L’élection métropolitaine de 2020 est inédite. Pour la première fois, et seulement dans l’agglomération lyonnaise, les électeurs vont voter non seulement pour leur maire, mais aussi, dans un deuxième bureau de vote, pour des candidats au conseil de métropole du Grand Lyon.

Si les annonces de candidatures et les postures sont nombreuses, l’incertitude domine. La majorité actuelle de la métropole est une construction historique au centre, dont Gérard Collomb a réussi a prendre la tête après Raymond Barre, au nom du parti socialiste mais en rassemblant très largement le centre, le centre-droit et même une partie de la droite. Il suffit de se souvenir qu’en 2014, la vague à droite qui a fait perdre au parti socialiste et au parti communiste plusieurs villes de l’agglomération n’a pas eu d’effet sur la majorité métropolitaine.

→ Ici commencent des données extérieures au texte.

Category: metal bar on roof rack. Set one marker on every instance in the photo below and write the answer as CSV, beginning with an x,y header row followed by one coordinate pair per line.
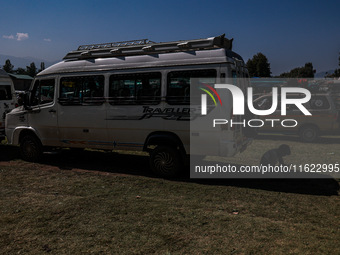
x,y
115,44
145,46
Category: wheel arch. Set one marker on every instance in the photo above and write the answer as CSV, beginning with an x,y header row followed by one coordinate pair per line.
x,y
20,133
164,138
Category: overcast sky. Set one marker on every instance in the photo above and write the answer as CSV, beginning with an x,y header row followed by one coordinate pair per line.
x,y
289,33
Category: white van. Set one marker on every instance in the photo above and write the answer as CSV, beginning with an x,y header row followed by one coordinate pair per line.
x,y
131,95
7,99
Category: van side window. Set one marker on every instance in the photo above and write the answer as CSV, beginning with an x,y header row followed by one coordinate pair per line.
x,y
135,89
43,92
5,92
178,89
82,90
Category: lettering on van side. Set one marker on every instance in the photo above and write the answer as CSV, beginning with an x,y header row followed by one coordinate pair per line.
x,y
170,113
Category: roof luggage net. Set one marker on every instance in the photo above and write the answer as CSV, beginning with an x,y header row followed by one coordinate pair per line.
x,y
145,46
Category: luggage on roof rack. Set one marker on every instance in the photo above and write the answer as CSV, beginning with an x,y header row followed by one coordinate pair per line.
x,y
145,46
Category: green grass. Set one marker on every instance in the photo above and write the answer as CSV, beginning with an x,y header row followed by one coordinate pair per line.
x,y
108,203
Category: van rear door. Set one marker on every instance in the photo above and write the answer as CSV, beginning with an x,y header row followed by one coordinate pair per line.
x,y
43,113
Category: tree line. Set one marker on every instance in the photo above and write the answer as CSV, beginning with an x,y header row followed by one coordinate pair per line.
x,y
259,66
30,70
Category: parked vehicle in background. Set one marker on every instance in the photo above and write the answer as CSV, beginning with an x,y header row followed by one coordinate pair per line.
x,y
325,118
131,95
7,100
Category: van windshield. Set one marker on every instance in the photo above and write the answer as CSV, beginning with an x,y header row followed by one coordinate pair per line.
x,y
5,92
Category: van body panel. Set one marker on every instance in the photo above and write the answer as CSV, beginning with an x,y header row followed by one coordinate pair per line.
x,y
7,99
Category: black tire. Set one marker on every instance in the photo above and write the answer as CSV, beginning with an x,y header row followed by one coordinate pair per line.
x,y
31,148
165,161
309,134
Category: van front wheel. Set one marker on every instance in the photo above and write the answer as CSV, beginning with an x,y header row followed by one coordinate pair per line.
x,y
31,148
165,161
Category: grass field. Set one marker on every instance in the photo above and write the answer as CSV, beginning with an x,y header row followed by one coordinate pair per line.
x,y
108,203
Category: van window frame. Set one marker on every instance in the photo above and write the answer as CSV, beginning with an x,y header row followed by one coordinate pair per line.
x,y
82,100
136,95
37,83
184,97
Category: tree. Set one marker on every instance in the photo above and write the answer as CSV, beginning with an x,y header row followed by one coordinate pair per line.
x,y
8,67
31,70
306,71
42,67
258,66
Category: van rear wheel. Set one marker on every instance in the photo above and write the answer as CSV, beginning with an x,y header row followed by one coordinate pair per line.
x,y
31,148
165,161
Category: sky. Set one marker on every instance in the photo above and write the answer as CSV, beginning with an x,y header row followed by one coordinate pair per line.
x,y
289,33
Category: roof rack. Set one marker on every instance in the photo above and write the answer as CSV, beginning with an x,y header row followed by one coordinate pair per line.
x,y
145,47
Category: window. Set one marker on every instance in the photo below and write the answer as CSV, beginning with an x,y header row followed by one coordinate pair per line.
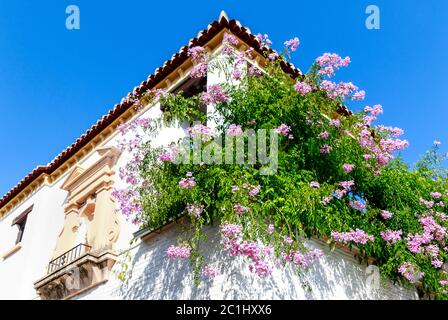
x,y
20,222
190,87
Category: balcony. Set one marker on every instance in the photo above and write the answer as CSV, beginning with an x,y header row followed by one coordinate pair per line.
x,y
75,271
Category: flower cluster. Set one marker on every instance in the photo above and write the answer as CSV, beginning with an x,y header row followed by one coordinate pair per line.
x,y
384,149
330,62
292,44
209,271
347,167
303,259
303,88
358,205
240,209
410,272
178,252
200,57
263,40
234,130
195,210
284,130
341,90
188,182
200,130
391,236
314,184
386,214
229,40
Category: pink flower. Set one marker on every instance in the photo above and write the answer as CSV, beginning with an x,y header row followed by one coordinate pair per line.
x,y
204,132
210,271
234,130
261,268
324,135
303,88
283,129
273,56
410,272
436,195
187,183
386,214
199,70
391,236
231,230
263,40
182,252
165,156
240,209
348,167
335,123
357,205
292,43
236,74
228,41
325,201
196,52
428,204
214,95
347,184
357,236
314,184
329,62
198,55
340,193
195,210
359,95
254,71
288,240
325,149
253,192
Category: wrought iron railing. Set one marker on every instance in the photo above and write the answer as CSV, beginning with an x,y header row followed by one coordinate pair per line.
x,y
67,257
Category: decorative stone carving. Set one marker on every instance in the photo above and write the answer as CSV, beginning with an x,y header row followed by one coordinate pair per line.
x,y
90,231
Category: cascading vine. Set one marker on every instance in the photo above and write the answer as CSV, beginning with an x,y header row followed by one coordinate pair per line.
x,y
337,177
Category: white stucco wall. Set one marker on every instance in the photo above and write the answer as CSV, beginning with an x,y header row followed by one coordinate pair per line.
x,y
336,276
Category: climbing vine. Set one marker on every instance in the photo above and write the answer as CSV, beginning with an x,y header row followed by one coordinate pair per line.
x,y
337,175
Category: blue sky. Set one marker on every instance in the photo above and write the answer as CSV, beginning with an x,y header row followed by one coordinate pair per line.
x,y
56,83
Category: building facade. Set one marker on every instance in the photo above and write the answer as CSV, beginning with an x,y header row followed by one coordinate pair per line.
x,y
61,236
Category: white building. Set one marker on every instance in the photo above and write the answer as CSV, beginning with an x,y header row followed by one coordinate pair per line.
x,y
61,237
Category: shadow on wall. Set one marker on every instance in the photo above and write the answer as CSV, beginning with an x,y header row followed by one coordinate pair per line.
x,y
336,276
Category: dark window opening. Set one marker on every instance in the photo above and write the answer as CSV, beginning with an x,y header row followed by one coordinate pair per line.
x,y
190,87
20,222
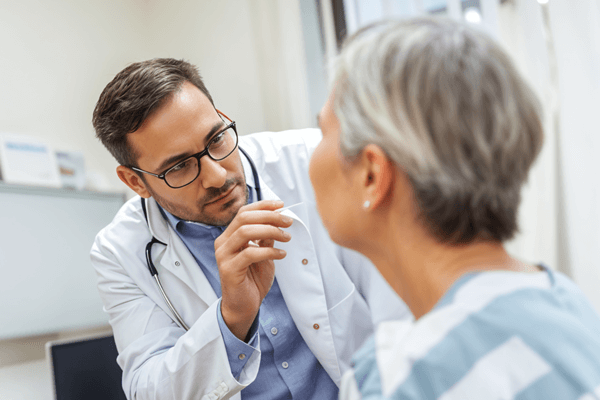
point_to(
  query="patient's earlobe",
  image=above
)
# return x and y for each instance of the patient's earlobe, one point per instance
(379, 177)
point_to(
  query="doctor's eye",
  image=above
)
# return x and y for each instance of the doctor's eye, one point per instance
(182, 166)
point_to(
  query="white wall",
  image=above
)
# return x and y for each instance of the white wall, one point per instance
(55, 59)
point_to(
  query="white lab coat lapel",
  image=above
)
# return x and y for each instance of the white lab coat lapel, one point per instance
(177, 259)
(302, 289)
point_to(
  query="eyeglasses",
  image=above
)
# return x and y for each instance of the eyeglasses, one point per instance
(186, 171)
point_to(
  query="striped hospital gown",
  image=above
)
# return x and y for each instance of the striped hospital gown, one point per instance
(494, 335)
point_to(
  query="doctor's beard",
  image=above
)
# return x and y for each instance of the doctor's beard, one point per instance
(197, 213)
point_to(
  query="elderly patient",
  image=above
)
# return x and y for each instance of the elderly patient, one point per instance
(428, 136)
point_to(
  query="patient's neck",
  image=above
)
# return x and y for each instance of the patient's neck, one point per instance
(421, 269)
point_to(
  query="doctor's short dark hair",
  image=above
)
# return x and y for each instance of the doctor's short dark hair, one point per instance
(449, 108)
(135, 94)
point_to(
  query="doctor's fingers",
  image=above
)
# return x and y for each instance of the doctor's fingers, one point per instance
(241, 237)
(258, 217)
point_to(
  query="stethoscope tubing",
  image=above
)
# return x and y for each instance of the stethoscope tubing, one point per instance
(150, 264)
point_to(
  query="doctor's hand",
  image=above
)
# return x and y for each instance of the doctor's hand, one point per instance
(245, 255)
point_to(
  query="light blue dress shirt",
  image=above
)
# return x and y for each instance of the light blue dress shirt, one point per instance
(288, 369)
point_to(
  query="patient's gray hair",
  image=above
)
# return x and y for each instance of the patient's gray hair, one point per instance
(449, 108)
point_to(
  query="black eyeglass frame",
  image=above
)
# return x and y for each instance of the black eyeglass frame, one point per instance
(199, 155)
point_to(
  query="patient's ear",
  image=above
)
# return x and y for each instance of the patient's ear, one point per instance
(378, 176)
(133, 180)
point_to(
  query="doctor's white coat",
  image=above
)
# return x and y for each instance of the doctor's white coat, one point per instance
(334, 295)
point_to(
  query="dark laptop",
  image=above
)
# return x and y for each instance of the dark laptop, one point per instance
(85, 369)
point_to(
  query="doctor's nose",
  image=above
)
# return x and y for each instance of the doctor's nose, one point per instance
(212, 173)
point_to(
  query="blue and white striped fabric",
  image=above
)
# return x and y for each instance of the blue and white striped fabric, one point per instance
(494, 335)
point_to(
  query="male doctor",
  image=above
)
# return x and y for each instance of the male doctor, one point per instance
(212, 292)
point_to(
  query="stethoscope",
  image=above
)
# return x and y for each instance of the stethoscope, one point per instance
(154, 240)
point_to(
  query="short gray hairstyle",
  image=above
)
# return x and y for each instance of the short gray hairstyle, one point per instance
(449, 108)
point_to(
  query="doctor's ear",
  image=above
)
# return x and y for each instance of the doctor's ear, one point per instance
(133, 180)
(378, 176)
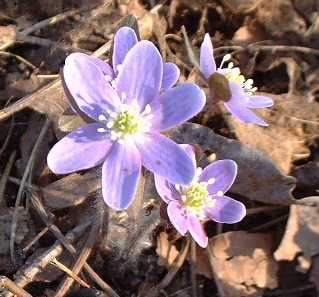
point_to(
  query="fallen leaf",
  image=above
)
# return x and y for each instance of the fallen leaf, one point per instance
(24, 229)
(166, 251)
(280, 18)
(71, 190)
(301, 235)
(243, 263)
(7, 34)
(290, 128)
(308, 175)
(314, 273)
(258, 177)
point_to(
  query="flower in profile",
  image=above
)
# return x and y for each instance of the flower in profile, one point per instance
(124, 39)
(128, 118)
(241, 99)
(202, 199)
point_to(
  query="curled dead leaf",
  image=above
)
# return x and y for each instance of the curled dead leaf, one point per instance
(258, 177)
(243, 263)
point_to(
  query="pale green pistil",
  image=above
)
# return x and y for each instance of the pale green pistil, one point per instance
(195, 196)
(127, 123)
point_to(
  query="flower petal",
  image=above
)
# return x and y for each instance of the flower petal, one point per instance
(120, 174)
(207, 61)
(226, 210)
(176, 106)
(190, 150)
(81, 149)
(124, 39)
(177, 216)
(87, 85)
(259, 102)
(197, 231)
(165, 189)
(171, 74)
(103, 66)
(164, 157)
(237, 106)
(141, 75)
(223, 172)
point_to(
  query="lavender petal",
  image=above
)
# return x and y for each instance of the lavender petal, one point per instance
(171, 74)
(197, 231)
(176, 106)
(226, 210)
(221, 174)
(177, 216)
(86, 83)
(165, 189)
(164, 157)
(120, 174)
(124, 39)
(81, 149)
(259, 101)
(141, 75)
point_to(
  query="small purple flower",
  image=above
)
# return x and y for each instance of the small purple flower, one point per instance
(128, 118)
(242, 98)
(124, 39)
(203, 199)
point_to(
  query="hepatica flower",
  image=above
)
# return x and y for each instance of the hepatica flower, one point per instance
(124, 39)
(202, 199)
(242, 99)
(128, 118)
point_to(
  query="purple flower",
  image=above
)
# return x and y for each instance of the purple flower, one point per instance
(128, 118)
(203, 199)
(124, 39)
(242, 98)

Mais depuis, la "recomposition politique" impulsée par Macron a fait exploser le parti socialiste dans une gauche émiettée et affaiblie, puis a fait exploser la droite, déjà historiquement menacée par l’extrême-droite mais désormais éclatée en pour ou contre Macron...

Sauf que après une première année arrogante, jupitérienne disent les médias, les difficultés se sont accumulées pour LREM, scandales, gilets jaunes, divisions, et l’approche des élections locales révèle à quel point ce "nouveau monde" ne changeait rien, lutte des places, attentisme, politicailleries.. la gueguerre Collomb-Kimelfeld est illustrative. Et le président a prudemment décidé de reporter la réforme des retraites après les élections...

Cela dit, tout le monde sait que l’élection métropolitaine sera influencée par l’élection municipale. Les citoyens électeurs élisent d’abord un maire, le seul élu qui reste apprécié d’une majorité d’habitants malgré la profondeur de la crise de confiance envers la politique et les institutions.

On peut donc partir de la réalité municipale actuelle pour tenter d’évaluer le potentiel électoral des différentes forces politiques pour l’élection métropolitaine. Un travail qui n’est pas une prévision, mais qui peut éclairer les enjeux de cette élection nouvelle.

Cet article propose donc une évaluation du potentiel électoral 2020 des principales listes possibles, à partir de l’analyse des résultats par commune des élections de 2014, des législatives de 2017 et des européennes de 2019. Ces résultats sont cumulés par circonscription métropolitaine, permettant d’évaluer les listes capables d’être en tête, et donc d’emporter la majorité des élus [1].

Le premier objectif est d’évaluer l’impact de la création de LREM sur la répartition des listes municipales « de gauche » de 2014, sachant que beaucoup des élus "socialistes" de 2014 sont aujourd’hui LREM...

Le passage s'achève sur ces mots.